Rule 22 of the Federal Rules of Civil Procedure provides that "[p]ersons with claims that may expose a plaintiff to double or multiple liability may be joined as defendants and required to interplead." Fed. R. Civ. P. 22(a). Interpleader is appropriate if the stakeholder-plaintiff has "a real and reasonable fear of double liability or vexatious, conflicting claims." Washington Elec. Coop., Inc. v. Paterson, Walke & Pratt, P.C. 985 F.2d 677, 679 (2d Cir. 1993). This "danger need not be immediate; any possibility of having to pay more than is justly due, no matter how improbable or remote, will suffice. At least, it is will settled that an insurer with limited contractual liability who faces claims in excess of his policy limits is 'exposed' within the intendment of Rule 22." Atlas Corp. v. Marine Insurance Co., Ltd., 155 F.R.D. 454, 462 (S.D.N.Y. 1994) (quoting Pan Am. Fire & Casualty Co. v. Revere, 188 F. Supp. 474, 480 (E.D. La. 1960). Interpleader is a "remedial" device to be "liberally construed." State Farm & Casualty Co v. Tashire, 386 U.S. 523 (1967).

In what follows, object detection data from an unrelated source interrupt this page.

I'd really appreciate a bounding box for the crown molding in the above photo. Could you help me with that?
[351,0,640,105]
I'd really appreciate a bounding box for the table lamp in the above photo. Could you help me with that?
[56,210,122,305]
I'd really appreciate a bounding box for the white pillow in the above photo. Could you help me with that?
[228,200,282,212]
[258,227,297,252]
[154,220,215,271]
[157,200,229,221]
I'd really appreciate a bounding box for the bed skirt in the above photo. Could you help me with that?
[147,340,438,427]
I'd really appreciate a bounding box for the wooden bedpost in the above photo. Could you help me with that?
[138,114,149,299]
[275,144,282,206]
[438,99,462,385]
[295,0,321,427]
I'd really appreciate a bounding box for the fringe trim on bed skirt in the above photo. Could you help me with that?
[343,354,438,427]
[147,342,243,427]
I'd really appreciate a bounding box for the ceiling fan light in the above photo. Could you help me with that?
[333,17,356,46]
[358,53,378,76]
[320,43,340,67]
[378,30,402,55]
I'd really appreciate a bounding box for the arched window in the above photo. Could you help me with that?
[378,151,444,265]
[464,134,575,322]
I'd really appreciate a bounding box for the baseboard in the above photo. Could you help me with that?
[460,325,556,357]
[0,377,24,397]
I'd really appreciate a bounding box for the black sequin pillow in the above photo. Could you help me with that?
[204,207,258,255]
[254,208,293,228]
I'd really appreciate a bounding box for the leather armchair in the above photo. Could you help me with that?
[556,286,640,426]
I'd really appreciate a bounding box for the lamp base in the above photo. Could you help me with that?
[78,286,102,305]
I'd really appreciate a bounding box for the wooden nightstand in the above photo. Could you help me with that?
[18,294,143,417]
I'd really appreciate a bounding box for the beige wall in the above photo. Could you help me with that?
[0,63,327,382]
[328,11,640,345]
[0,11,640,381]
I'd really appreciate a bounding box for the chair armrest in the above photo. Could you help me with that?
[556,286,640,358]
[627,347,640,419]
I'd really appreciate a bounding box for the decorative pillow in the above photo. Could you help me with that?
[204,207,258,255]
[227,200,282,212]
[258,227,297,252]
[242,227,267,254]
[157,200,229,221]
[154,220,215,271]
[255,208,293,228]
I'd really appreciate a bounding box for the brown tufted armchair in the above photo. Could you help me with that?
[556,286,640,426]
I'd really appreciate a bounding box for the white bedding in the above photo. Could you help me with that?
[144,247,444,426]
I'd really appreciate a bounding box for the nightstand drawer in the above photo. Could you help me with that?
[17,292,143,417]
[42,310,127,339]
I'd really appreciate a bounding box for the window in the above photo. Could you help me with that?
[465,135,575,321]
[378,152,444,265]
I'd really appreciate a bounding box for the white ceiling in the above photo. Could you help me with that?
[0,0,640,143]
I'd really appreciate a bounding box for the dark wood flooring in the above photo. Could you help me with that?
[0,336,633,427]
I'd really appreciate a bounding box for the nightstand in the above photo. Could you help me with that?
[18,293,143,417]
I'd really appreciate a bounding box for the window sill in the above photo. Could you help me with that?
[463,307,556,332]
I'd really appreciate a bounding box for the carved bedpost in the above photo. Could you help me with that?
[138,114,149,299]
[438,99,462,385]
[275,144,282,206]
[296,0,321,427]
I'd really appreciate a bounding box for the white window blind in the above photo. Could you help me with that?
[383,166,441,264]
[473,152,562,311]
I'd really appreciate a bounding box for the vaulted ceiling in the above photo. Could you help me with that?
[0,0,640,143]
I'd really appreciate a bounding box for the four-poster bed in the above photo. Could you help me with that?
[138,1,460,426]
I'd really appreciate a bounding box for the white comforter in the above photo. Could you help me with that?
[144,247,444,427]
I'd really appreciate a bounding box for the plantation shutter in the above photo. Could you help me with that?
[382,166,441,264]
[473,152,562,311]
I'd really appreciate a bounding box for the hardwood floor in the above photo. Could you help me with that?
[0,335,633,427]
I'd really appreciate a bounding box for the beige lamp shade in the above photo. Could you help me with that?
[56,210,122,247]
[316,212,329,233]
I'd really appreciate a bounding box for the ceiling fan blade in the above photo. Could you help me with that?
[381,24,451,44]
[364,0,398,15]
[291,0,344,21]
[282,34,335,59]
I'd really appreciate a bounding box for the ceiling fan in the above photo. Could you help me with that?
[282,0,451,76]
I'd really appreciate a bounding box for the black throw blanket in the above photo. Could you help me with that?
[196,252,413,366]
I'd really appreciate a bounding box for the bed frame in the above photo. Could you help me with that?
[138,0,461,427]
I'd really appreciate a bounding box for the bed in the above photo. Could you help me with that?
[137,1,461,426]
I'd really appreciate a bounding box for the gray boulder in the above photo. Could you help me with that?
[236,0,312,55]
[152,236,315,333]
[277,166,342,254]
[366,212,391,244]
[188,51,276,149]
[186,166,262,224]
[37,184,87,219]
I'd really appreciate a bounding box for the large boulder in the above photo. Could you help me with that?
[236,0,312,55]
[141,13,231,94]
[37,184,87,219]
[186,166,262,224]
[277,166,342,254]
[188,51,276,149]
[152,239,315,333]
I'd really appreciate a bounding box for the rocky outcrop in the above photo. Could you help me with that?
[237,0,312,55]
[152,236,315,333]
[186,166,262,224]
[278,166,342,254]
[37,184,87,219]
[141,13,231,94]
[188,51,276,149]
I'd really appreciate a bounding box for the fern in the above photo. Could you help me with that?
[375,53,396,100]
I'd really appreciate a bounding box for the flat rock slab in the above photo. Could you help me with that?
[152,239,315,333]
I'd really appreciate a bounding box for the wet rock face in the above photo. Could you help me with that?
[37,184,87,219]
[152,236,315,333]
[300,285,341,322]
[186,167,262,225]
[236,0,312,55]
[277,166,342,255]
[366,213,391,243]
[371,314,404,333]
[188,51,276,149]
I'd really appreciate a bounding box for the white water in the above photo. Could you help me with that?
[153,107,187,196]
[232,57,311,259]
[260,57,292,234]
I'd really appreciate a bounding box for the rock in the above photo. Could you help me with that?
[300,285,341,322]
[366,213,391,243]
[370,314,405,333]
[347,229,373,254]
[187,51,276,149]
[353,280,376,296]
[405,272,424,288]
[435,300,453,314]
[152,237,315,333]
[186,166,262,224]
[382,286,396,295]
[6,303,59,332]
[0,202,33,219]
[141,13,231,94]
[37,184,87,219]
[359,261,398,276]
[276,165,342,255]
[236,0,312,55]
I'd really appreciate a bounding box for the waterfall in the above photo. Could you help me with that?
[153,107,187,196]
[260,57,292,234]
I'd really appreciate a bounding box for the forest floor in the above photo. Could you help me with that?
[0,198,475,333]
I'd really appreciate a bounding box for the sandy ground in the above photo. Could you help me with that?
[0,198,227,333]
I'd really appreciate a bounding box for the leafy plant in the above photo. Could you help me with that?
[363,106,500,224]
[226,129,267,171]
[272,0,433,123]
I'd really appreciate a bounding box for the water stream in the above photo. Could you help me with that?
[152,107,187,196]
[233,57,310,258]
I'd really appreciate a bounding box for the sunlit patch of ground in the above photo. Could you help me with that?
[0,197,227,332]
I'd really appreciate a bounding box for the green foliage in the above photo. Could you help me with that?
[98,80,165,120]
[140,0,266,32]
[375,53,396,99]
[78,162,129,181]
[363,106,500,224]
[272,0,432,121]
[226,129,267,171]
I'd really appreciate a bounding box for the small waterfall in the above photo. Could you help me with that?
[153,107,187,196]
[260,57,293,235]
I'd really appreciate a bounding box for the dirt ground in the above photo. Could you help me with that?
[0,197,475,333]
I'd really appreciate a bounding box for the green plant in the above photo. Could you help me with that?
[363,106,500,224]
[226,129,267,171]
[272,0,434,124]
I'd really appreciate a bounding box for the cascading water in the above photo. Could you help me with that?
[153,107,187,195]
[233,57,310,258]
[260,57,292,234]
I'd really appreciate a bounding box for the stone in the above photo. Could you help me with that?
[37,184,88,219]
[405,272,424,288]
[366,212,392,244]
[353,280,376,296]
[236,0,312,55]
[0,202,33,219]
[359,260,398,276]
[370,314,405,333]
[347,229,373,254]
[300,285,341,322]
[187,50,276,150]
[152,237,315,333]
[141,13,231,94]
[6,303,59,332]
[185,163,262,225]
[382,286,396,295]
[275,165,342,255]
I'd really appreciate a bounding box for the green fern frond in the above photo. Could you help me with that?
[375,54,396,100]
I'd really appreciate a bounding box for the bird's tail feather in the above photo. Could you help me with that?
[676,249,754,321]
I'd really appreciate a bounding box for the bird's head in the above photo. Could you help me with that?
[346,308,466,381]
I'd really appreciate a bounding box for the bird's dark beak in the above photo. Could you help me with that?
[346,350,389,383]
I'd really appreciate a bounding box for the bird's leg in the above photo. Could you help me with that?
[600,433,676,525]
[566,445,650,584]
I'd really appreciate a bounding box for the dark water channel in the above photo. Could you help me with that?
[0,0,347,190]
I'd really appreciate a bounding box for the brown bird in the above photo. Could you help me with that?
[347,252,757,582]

In an interpleader action, "the stakeholder of a sum of money sues all those who might have claim to the money, deposits the money with the district court, and lets the claimants litigate who is entitled to the money." Cripps v. Life Insurance Co. of North America, 980 F.2d 1261, 1265 (9th Cir. 1992). Although Rule 22 does not require that the stakeholder deposit the funds with the court, "the general equitable powers of the court permit, if not invite, the court to receive a deposit and thereafter discharge the stakeholder." General Accident Group v. Gagliardi, 593 F. Supp. 1080, 1087 (D. Conn. 1984). Pursuant to Rule 67 of the Federal Rules of Civil Procedure,

[i]f any part of the relief sought is a money judgment or the disposition of a sum of money or some other deliverable thing, a party -- on notice to every other party and by leave of court -- may deposit with the court all or part of the money or thing, whether or not that party claims any of it. The depositing party must deliver to the clerk a copy of the order permitting deposit.

Fed. R. Civ. P. 67(a).

Plaintiff's liability is limited to the proceeds due under the Policy. Plaintiff asserts that the four named Defendants as well as Doe Defendants may have claims to the proceeds due under the Policy. Plaintiff may face claims in excess of the Policy. For example, more than one Defendant may potentially claim entitlement to the full amount of proceeds due under the Policy. The Court concludes that this interpleader action is not premature because Plaintiff has "a real and reasonable fear of double liability or vexatious, conflicting claims" regarding the proceeds under the Policy. Washington Elec. Coop., Inc., 984 F.2d at 679; see also Atlas Corp., 155 F.R.D. at 462. The Court permits Plaintiff to deposit the proceeds of the Policy with the Court.*fn1

Conclusion

IT IS HEREBY ORDERED that the Motion to Deposit Funds (Doc. # 4) is GRANTED.